There was a piece in the Sydney Morning Herald the other week you should have a read of, Don’t be rattled by the baby guilt trip by Nina Funnell.
Funnell was recently in attendance when Prime Minister Kevin Rudd gave a speech ‘about the ”crisis” of Australia’s ageing population and the various economic challenges we will face as a result.’ For context, Australia’s birth rate has been below the replacement rate of 2.1 since the 1970s and Australia is strict on immigration. After the talk, Rudd came to speak to some under-30s who had grouped together, including Funnell:
At that point one of my friends introduced me, dropping in that I am completing a PhD. At this, Rudd rolled his eyes and in a terse voice lacking any sense of irony remarked that is the “excuse” that “all” young women are using nowadays to avoid starting families. Since then I’ve come up with numerous one-line retorts, but in the moment I just froze in shock.
You should read the whole piece as Funnell takes this down beautifully. (‘Why do we assume it is the obligation of all women to reproduce? And why do we label them as selfish when they don’t? We never label career-driven men as selfish.’) I’m reluctant to tear apart Mr Rudd’s statement myself as, well, while the sentiment is pretty clear, what’s not clear from the article is what he said in full.

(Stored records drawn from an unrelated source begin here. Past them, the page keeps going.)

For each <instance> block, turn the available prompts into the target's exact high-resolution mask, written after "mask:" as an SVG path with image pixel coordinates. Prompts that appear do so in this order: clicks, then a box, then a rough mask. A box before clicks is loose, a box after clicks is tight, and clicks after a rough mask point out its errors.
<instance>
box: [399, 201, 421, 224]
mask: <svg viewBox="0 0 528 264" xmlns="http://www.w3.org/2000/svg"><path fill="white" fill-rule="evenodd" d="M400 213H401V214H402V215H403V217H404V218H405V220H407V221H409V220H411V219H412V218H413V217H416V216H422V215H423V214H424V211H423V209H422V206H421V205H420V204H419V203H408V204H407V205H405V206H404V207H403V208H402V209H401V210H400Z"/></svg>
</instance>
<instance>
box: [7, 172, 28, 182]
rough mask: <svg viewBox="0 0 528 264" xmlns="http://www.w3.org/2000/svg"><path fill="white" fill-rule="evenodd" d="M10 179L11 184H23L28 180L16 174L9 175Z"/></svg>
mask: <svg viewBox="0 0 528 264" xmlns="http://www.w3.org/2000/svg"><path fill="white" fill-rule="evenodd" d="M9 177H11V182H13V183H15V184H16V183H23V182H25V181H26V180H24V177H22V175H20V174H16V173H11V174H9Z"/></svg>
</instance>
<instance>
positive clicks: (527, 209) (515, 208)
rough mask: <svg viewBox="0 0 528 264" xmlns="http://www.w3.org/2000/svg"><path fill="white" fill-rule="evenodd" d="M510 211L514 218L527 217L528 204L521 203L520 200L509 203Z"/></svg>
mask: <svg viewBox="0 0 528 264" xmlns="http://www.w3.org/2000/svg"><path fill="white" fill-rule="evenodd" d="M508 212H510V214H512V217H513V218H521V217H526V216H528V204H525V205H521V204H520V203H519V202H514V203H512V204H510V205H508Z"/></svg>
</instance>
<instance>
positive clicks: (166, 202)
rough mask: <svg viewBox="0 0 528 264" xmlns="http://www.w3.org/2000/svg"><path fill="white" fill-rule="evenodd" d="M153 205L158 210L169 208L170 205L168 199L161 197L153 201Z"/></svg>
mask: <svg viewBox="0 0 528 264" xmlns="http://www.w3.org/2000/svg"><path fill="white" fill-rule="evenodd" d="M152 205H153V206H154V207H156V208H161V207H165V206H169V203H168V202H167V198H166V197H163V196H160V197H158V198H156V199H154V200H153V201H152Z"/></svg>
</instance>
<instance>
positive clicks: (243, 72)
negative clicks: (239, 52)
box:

In any case, we can turn to the general sentiment. There are various harms in treating women as a monolith. I resent the assertion that not having children and at the “right time” is a bad thing. It holds women to be essentially baby makers who aren’t doing their duty to their country if they don’t follow the script – and this is something that needs an excuse. It also holds women responsible for the difficulties involved in pursuing higher academic study and starting a family at the same time. If Mr Rudd’s government, and governments worldwide, would be more supportive of those in that position, fewer people would have to face a choice between them. Until then, that some are put in this position is hardly their fault, hardly something for which women ought to be treated condescendingly.
What this script also does is assume that “avoiding” starting families (avoiding the right and inevitable thing, those naughty girlies!) is a choice for all women. Not every woman is able to reproduce or adopt or some such, or is able to keep their children if they do. Some women are actively forced into reproducing. And some women, rather than having this obligation to reproduce weighed on them, are considered to have quite the opposite obligation, to not reproduce at all. Disabled and poor women, for instance, are often discouraged – if not actively prevented – from having children. You know, supposedly for the good of society. Placing the emphasis on “avoiding” reproducing means adopting a monolithic view of women’s experience, erasing many. They’re written out of the script.
And, moving back to the idea that women who don’t reproduce according to the script owe excuses, I think it’s important to determine precisely to whom these women are supposed to be offering their justifications and apologies. Really, who? We’re autonomous human beings, we don’t need to go around with bowed heads and guilty expressions for doing as we please, or as we must, with our own bodies and lives. Women certainly don’t owe babies to society, or to politicians, or to those judging them, or to anyone at all.
Women’s reproductive choices should be ours alone. We ought to be accountable to our own desires in these matters, not those of onlookers who think they know better.